You are viewing a plain text version of this content. The canonical link for it is here.
Posted to solr-user@lucene.apache.org by S G <sg...@gmail.com> on 2017/12/21 01:09:03 UTC

DocValues for multivalued strings and boolean fields

Hi,

One of our Solr users is trying to set docValues="true" for multivalued
string fields and boolean-type fields.

I am not sure what the performance impact of that would be.
Can docValues negatively affect performance in any way?
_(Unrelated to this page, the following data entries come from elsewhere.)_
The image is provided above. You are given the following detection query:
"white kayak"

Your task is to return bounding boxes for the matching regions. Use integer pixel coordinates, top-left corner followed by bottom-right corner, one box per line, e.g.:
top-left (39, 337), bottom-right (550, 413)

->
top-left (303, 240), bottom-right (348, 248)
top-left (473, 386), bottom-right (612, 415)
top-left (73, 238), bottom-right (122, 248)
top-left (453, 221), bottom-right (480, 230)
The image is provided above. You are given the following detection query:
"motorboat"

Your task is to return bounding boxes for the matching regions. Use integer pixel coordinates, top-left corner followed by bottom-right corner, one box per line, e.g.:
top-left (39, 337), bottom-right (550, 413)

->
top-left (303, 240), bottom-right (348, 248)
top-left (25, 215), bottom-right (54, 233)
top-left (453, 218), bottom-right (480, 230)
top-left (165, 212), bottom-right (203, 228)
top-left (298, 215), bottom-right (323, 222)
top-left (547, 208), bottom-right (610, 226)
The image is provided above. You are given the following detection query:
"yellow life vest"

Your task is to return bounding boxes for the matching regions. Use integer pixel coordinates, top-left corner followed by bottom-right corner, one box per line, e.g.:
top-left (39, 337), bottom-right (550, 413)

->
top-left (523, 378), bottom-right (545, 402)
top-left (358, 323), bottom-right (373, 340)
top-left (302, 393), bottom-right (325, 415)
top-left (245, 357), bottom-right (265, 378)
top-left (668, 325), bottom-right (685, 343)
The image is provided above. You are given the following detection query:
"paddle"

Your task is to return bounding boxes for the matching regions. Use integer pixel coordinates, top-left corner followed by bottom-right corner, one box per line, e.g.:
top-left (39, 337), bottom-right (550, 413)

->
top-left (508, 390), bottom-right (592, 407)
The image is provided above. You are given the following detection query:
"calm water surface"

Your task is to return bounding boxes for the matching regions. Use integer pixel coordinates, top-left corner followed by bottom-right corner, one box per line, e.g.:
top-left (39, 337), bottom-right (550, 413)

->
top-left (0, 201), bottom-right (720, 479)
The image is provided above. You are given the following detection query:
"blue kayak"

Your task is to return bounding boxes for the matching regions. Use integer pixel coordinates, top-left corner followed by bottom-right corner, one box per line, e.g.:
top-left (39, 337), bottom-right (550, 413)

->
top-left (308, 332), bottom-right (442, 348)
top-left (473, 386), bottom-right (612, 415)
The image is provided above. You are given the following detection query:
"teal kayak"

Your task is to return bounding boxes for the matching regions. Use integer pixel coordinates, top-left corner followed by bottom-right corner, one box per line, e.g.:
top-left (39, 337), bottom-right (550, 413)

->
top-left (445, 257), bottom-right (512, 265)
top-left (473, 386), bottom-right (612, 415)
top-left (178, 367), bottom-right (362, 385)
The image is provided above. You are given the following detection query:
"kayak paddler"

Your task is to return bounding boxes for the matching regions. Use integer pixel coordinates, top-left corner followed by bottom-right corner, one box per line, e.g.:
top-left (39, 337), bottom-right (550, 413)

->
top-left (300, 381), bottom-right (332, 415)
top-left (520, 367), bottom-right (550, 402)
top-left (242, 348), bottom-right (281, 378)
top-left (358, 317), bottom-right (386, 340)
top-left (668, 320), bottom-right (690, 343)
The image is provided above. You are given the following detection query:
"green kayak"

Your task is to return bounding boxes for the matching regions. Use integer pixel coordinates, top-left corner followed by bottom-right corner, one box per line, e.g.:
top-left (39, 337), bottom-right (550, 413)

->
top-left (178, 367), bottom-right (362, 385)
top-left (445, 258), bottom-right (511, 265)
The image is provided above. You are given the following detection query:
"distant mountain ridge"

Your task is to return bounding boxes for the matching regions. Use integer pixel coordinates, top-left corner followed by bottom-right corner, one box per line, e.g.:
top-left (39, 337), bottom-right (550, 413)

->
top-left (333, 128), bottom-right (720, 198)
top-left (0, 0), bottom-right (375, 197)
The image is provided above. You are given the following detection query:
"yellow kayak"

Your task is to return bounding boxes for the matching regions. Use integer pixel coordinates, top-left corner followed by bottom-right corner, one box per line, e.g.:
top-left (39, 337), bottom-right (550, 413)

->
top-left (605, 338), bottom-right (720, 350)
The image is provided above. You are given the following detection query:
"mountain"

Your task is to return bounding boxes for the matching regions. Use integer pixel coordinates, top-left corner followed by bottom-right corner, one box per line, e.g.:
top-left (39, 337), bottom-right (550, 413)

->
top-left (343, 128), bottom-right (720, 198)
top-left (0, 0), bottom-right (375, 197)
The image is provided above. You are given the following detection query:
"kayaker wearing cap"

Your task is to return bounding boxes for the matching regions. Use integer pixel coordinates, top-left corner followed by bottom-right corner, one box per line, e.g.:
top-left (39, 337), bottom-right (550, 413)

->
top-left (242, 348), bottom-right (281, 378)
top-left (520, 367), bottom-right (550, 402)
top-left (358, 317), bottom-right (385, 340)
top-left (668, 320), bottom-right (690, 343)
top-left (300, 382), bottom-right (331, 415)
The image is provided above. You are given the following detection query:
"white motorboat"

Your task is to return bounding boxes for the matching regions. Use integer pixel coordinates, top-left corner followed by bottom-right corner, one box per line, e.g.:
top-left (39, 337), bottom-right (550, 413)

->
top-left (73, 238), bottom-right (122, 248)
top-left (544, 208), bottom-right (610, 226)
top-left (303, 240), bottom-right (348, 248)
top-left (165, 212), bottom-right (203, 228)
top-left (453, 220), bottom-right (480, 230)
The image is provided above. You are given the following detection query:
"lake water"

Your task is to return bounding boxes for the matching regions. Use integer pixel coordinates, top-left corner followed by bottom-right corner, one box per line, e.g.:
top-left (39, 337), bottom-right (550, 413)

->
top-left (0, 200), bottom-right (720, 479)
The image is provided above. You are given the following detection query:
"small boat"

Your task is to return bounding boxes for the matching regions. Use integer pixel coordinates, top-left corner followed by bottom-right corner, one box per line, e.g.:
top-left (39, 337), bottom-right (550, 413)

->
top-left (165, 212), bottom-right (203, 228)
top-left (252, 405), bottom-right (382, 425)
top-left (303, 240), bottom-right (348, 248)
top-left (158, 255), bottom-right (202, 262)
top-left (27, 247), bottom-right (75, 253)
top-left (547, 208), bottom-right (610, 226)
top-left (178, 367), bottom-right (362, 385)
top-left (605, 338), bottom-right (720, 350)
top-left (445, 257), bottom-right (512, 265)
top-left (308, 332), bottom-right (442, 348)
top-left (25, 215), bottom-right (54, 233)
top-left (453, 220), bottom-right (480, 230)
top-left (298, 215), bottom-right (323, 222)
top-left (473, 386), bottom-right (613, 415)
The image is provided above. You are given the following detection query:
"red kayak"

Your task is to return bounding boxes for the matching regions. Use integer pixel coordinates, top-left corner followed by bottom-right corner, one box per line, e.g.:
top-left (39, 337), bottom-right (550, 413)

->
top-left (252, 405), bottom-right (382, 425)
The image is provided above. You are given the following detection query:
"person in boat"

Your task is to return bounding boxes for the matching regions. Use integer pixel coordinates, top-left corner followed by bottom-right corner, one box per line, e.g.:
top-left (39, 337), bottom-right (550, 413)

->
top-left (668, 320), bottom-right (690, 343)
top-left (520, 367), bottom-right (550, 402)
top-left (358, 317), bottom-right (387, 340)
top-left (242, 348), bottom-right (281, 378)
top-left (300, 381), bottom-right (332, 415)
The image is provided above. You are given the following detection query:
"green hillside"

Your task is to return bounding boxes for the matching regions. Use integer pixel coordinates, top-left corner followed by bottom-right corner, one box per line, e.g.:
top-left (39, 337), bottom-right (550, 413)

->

We are using Solr 6.5.1 and also experimenting with 7.1.0

Thanks
SG

Re: DocValues for multivalued strings and boolean fields

Posted by Shawn Heisey <ap...@elyograg.org>.
On 12/20/2017 6:09 PM, S G wrote:
> One of our Solr users is trying to set docValues="true" for multivalued
> string fields and boolean-type fields.
> 
> I am not sure what the performance impact of that would be.
> Can docValues negatively affect performance in any way?

Adding to what Emir said:

The docValues data will be the same as stored data, but it will be 
uncompressed, and written in such a way that Lucene can read all values 
for one field simply by reading data off the disk, no computations or 
seeks within the file are required.

If the field is indexed and stored, then docValues will not be accessed 
during normal queries unless there is a sort parameter or a facet 
parameter that mentions a field with docValues.  If present, docValues 
data will be used for sorting and facets, otherwise indexed values will 
be used.  Usually, sorting or facets with docValues uses less memory and 
performs faster than the same operation without docValues.  If the 
machine has insufficient system RAM to effectively cache index data, the 
performance may not improve.

When docValues is added to a field, a complete reindex is required, or 
Solr will not work properly.

If a field that already contains docValues has a change in the setting 
for multiValued, then that will require a reindex, but you must also 
take another step -- completely wiping the index directory before 
reloading or restarting.  If the wipe doesn't happen in this situation, 
then the core is going to completely break and throw exceptions.

Thanks,
Shawn

Re: DocValues for multivalued strings and boolean fields

Posted by Emir Arnautović <em...@sematext.com>.
Hi SG,
Doc values is another file to write so indexing performances will suffer. In theory, query performances will suffer because alternative is in memory structure (fieldCache and fieldValueCache). In practice, it will not because in memory structure requires larger heap, requires time/resources to build  after each commit or on first query and it is likely that doc values’ files will be cached by OS so it will not be “disk speed”.

HTH,
Emir
--
Monitoring - Log Management - Alerting - Anomaly Detection
Solr & Elasticsearch Consulting Support Training - http://sematext.com/



> On 21 Dec 2017, at 02:09, S G <sg...@gmail.com> wrote:
> 
> Hi,
> 
> One of our Solr users is trying to set docValues="true" for multivalued
> string fields and boolean-type fields.
> 
> I am not sure what the performance impact of that would be.
> Can docValues negatively affect performance in any way?
> 
> We are using Solr 6.5.1 and also experimenting with 7.1.0
> 
> Thanks
> SG